The wheel rims used to be milled from solid blocks of aluminium on his lathe, which meant they could only be smooth, not ridged as on a competition alloy rim, but for the Benelli and other racers since then he’s been able to source these from the jewellery factory, leaving him the fastidious task of boring holes in them, then lacing them to the drum using some of the 1.5 million wheel wires he had to buy to make them affordable. “Lacing up the wheels is the worst part of building a bike,” says Pere. “It’s very monotonous!”
Next comes the fabrication by hand of the various other chassis components, using his detailed drawings to replicate the original parts by hand – everything from suspension, controls, instruments etc. On the production models these are re-created in greater volume in the jewellery factory, either by casting or CNC-machined using a programme compiled by Pere’s son Jordi, 35. He also takes care of making the tyres, which are formed in a special kind of liquid rubber that can be poured into a two-piece mould which has been CNC machined to produce the shape, then the tread pattern spark-eroded onto the wall of the mould, again using a computer programme.

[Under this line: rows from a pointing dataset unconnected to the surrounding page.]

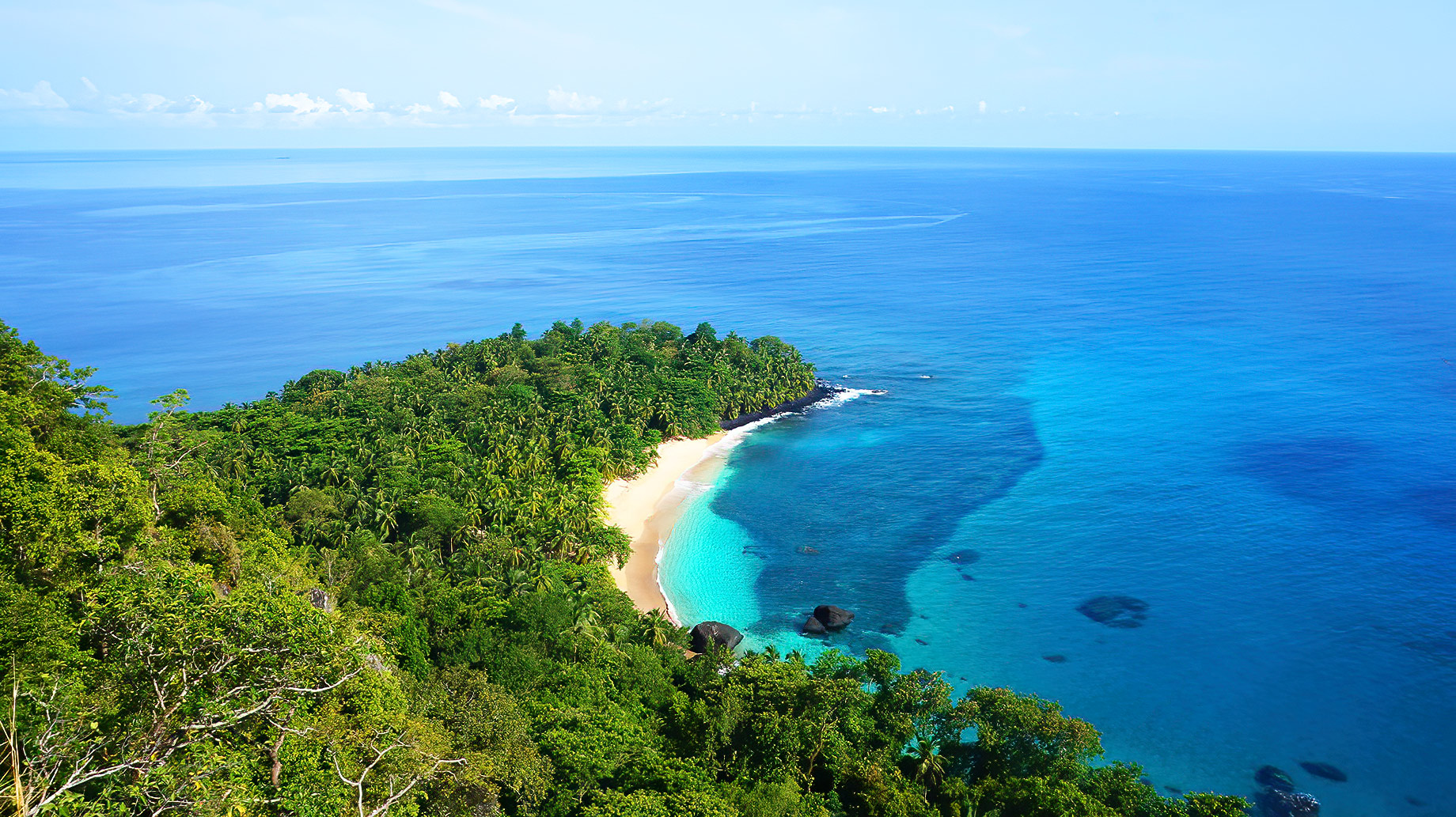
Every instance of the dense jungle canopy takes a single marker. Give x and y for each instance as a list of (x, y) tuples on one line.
[(383, 592)]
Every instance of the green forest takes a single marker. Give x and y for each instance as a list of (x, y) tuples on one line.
[(385, 592)]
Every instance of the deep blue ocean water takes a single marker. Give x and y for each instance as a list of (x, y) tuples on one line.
[(1215, 382)]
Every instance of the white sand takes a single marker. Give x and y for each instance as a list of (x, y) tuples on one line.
[(646, 510)]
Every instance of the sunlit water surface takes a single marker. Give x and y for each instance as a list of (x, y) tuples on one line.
[(1209, 382)]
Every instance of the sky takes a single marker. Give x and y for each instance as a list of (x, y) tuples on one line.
[(1059, 73)]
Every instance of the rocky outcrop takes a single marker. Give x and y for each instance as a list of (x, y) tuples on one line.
[(715, 635), (821, 389), (833, 618), (1279, 797), (1276, 803)]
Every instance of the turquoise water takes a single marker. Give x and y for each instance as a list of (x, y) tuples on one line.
[(1210, 382)]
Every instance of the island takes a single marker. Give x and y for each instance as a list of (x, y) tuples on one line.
[(388, 590)]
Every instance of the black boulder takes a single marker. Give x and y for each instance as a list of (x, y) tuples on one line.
[(833, 618), (715, 634)]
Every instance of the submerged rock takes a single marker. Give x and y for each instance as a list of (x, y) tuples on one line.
[(833, 618), (1325, 770), (715, 634), (1274, 778), (1116, 611), (1274, 803)]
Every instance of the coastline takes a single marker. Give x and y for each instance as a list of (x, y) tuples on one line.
[(648, 505), (646, 509)]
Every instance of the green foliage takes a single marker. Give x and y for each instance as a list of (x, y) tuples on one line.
[(385, 592)]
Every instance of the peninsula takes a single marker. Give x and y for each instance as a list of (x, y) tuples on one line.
[(386, 590)]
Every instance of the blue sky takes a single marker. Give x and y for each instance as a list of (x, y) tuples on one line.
[(1197, 74)]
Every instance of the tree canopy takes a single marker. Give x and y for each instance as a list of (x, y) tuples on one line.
[(383, 592)]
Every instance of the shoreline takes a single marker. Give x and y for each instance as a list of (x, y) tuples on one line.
[(648, 505), (646, 509)]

Finally, it’s the turn of the engine, and here Pere either carves it out of solid on his precision lathe – even down to building up the cylinder finning by making each individual fin, then glueing it to the cylinder – or else if it’s too intricate a design to do this, he makes a plastic model and then takes a mould off it which then alloys him to replicate it in cast aluminium. This may even happen on a one-off model, but it’s the approved technique for building all the production versions. Next comes the fuel tank and bodywork, and here Pere will painstakingly hammer out the metal shapes of the tank and mudguards in 8mm thick brass plate, before taking a mould off the finished product for his production bikes, and getting Jordi to paint them with a special two-pack material which has been computer mixed to obtain exactly the right colour. And now comes the time to assemble everything, which Pere always does himself – although the volume production models use parts made in a factory, each of them is hand assembled, so the hand made tag still definitely applies.

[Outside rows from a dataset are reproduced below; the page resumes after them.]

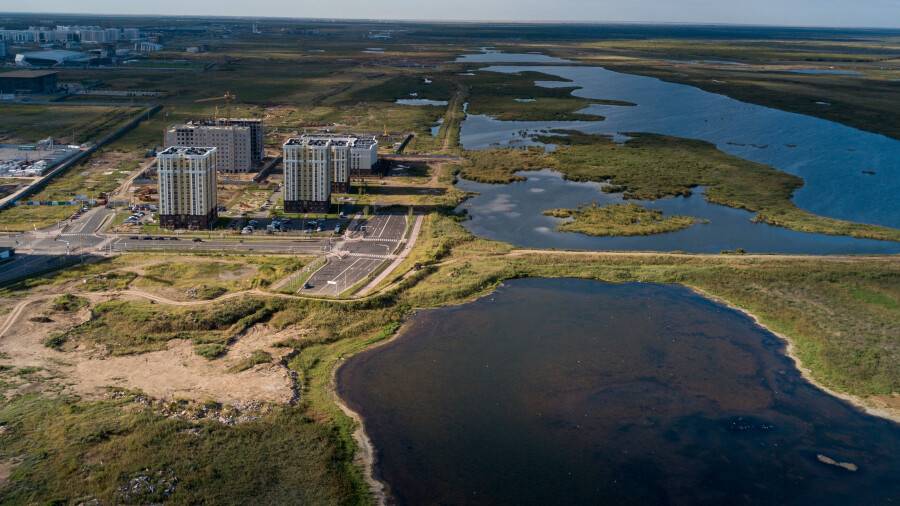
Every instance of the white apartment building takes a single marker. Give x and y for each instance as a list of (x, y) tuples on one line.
[(307, 175), (234, 143), (257, 135), (187, 187), (351, 155)]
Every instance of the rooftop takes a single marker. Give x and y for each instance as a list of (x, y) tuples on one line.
[(186, 151), (28, 74)]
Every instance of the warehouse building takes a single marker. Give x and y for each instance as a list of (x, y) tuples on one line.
[(307, 175), (28, 81), (187, 187), (233, 143)]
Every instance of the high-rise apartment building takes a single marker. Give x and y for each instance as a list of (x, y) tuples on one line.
[(187, 187), (351, 155), (233, 143), (257, 135), (307, 175)]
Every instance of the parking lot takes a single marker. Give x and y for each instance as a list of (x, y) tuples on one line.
[(367, 246)]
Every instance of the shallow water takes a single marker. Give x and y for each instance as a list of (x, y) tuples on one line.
[(578, 392), (500, 57), (514, 213), (826, 72), (421, 101), (835, 161)]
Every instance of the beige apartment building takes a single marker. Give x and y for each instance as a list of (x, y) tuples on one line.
[(351, 155), (187, 187), (257, 135), (233, 143), (307, 175)]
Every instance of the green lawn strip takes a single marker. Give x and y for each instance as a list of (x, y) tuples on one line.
[(76, 451)]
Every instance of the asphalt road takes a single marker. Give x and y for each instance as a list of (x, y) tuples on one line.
[(363, 252), (350, 259)]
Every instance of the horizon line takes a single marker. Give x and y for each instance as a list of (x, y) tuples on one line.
[(460, 21)]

OK, Pere – now for the crunch question: which one is your favourite out of the 20 or so different models you’ve done so far? “All of them!” comes the answer. “I enjoy very much the process of making each one, so while of course I’m satisfied with the end product, it’s all the many things I had to do to get there that I get pleasure and satisfaction from. And from learning all along the way – you never stop doing that.

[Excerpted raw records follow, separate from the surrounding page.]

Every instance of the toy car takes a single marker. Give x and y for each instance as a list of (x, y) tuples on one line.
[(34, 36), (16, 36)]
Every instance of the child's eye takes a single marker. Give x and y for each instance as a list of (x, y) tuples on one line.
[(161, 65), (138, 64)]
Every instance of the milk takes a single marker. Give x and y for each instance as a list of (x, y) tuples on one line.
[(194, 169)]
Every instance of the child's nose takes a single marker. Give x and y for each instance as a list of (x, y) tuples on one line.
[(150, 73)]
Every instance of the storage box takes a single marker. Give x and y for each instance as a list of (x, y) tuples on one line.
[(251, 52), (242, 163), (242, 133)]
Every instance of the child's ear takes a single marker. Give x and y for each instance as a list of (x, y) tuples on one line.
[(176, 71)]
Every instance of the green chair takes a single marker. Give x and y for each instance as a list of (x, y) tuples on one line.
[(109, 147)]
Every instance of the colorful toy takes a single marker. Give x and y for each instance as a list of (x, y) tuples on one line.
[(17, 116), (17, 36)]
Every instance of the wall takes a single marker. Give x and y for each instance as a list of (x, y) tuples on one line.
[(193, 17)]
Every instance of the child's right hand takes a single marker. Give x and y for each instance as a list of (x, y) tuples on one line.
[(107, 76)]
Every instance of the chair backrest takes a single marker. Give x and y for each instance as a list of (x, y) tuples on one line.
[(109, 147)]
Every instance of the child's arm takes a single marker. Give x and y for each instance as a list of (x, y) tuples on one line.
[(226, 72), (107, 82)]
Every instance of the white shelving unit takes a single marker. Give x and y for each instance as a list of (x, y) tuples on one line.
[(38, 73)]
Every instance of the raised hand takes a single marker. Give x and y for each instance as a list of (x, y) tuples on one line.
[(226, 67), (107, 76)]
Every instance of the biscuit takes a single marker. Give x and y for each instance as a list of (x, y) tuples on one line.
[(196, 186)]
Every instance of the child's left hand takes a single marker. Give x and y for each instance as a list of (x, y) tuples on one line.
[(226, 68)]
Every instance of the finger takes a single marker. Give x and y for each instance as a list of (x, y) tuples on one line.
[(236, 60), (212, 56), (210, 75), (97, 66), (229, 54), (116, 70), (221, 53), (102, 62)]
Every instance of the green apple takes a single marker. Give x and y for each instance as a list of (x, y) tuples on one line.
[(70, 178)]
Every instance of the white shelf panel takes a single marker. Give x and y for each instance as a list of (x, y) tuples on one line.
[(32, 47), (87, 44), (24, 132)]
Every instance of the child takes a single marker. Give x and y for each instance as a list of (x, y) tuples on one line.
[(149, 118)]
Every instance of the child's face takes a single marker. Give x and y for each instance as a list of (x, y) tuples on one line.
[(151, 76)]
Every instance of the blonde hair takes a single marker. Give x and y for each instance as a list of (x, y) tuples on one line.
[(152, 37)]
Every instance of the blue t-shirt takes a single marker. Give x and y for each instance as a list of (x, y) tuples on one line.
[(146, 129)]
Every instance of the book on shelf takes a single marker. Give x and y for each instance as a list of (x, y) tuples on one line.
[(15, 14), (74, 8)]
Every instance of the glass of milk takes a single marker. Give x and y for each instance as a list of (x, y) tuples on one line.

I especially got a lot of pleasure from making the MV 750S fuel tank, which is a very complex shape that’s hard to replicate. In the end, I had to make a clay model, then use that as a basis to form a metal sheet over it to produce the correct form. Each of the three versions I’ve made so far was built as a one-off, but now we’re going to make a production example as the next new model in our range, after which we’ll do the bike I’ve been waiting to produce for many years – a Featherbed-framed Manx Norton! I think this is the most classically beautiful racing motorcycle yet built, so while the engine will present quite a challenge with all the finning and the beautiful cambox, I’m looking forward to it. I hope finally making a model of a British motorcycle will help me to find many customers in English-speaking countries!”
It might do so, Pere – It very well might….!
Photo credit: Jim Scaysbrook
I want to learn how to do this, you’re amazing, truly God has his hand in your fabulous craftsmanship.
God bless you Sir!
I presently build pocher models, then detail myself. Just in the process of ordering the 1/4 scale Ducati, what other kinds of big scale 1/6, 1/8, 1/9 would you recommend purchasing, what is the best other than Pocher, Tamiya or Italeri?
What website do you recommend l learn from, and what’s the best model to buy other than these for an intermediate as myself?